Today’s Friday Flash Fics picture seemed straightforward enough until I noticed the little dark line that could have been a burned edge to the paper, and then the lighting on the whole thing struck me, and today’s story happened.
I can’t live like this. He can’t ask me to live like this. I won’t live like this.
It was a familiar refrain, and sounded convincing in Logan’s head, except he’d said some variation on that theme to himself so often it had lost all power.
Love was like that, he supposed, though he had the vaguest idea that maybe it shouldn’t have to be. Why couldn’t they live somewhere better? Somewhere like Vancouver, where they wouldn’t have to worry about parents.

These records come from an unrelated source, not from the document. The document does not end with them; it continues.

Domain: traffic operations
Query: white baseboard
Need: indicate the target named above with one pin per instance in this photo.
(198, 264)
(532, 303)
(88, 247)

Of course, in Vancouver they’d be living in cardboard box and paying twice the rent. But they wouldn’t have to pretend to be “roommates.” And it was way less likely Carter’s parents would show up with news about girls Carter should meet. Not to mention the clouds of smoke Carter’s parents brought with them. He swore they smoked all the more knowing it set off his asthma. And Carter’s request for them to smoke outside never worked. They’d crack a window instead, his mother saying “I can’t move around like I used to,” and giving Logan a sort of half-shrug before lighting the first of an endless stream of cigarettes.
Half the time she didn’t even remember to exhale in the direction of the window.
“They’re my parents,” Carter would say, and look at Logan with such misery and hopelessness that Logan would do what he always did: give in, and go take a walk on the beach.
Which was what he was doing now. Before the sun had even cleared the horizon. Because Carter’s father had had heartburn, gotten up early, and—of course—lit up a smoke before Logan had even considered getting breakfast started. Given Logan was sleeping on the couch, the smell had woken him up and driven him out.
Of his own damn apartment.
Logan was so lost in his own misery he nearly stepped on the bottle before he noticed it. Even after the sun reflecting in the glass caught his attention, he was annoyed: the town worked hard to keep the beach clean, and there were garbage and recycling cans by the parking lot, so finding litter was always frustrating. It took him another few seconds to notice the cork and the paper inside, tied up in a string.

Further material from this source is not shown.